The communication department on the university's North Campus has undergone a major renovation in the past year, made possible through a $450,000 gift in February from Quincy Media Inc., designed to enhance the university's communication degree program.
Among the new features is a state-of-the-art digital television studio. New production control room equipment and news integration software have also been installed.
The new equipment mirrors the technology being used by digital, interactive and marketing professionals on a variety of network media platforms and multiple QMI properties.
"This is light years ahead of what we had," said senior Laura Beeman, a communication major from St. Louis. "We'll have a leg up on the competition after we graduate."
Ralph Oakley, president and CEO of Quincy Media, the parent company of The Herald-Whig and WGEM Radio and TV, praised what has been a long fruitful relationship between his company and the university.
"We have a great partnership with QU," he said. "What this will help do is provide an opportunity for (communication ?students) to learn in a real-world setting. It's so exciting to see the looks on the students' faces."
Oakley emphasized the importance of QU as an integral part of the community.
"QU plays an important role in the quality of life and infrastructure of Quincy and the entire region," he said. "We have supported the university for many years and are connected to them in a variety of ways, including a lot of our (QMI employees) having attended or graduated from QU."
Oakley is a 1980 QU graduate and served on the Quincy University Board for 10 years, including two terms as chairman. His father, Herald-Whig Publisher Thomas A. Oakley, also served on the QU Board and as its vice chairman.
Quincy Media, formerly known as Quincy Newspapers, is a family-owned media company that owns and operates television stations in 14 markets, newspapers in two markets, radio in one market and digital platforms in all its media locations.
WGEM Vice President and General Manager Carlos Fernandez was impressed with the new broadcast center.
"I remember when these kind of classes were very basic," Fernandez said. "This is amazing."
QMI helped the university establish the broadcast center in 2012 with a donation of digital equipment, including HD cameras, a television control room switcher and editing stations.
The QU communication department works with students preparing for careers in print, online, TV and other media platforms with its studies in multimedia journalism and strategic communication.

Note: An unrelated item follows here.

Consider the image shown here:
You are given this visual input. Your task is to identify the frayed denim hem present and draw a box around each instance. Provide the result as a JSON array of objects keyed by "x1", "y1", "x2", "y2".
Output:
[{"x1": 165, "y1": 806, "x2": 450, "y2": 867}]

"This will definitely help with the path we are on," said Taylor King, a sophomore from Ann Arbor, Mich.
Anna Konczak of Peru, Ill., a junior, said the new facilities will be extremely beneficial.
"We'll have hands-on opportunities that will allow us to get the kinks out before (entering the job market)," she said.
Senior Bailey Greubel of St. Louis, who is eyeing a career in sports media and has already done summer internships, said the new QU facilities are more than comparable to what she has seen in professional settings.
Adam Meyer of Laguna Niguel, Calif., came to QU as a volleyball recruit and has discovered what the broadcast center offers.
"I always kind of wanted to be an entertainer," Meyer said. "I'm learning the basics (of multimedia journalism) here and am hoping to be a weatherman. I've always been interested in that.
"These facilities are insanely nice."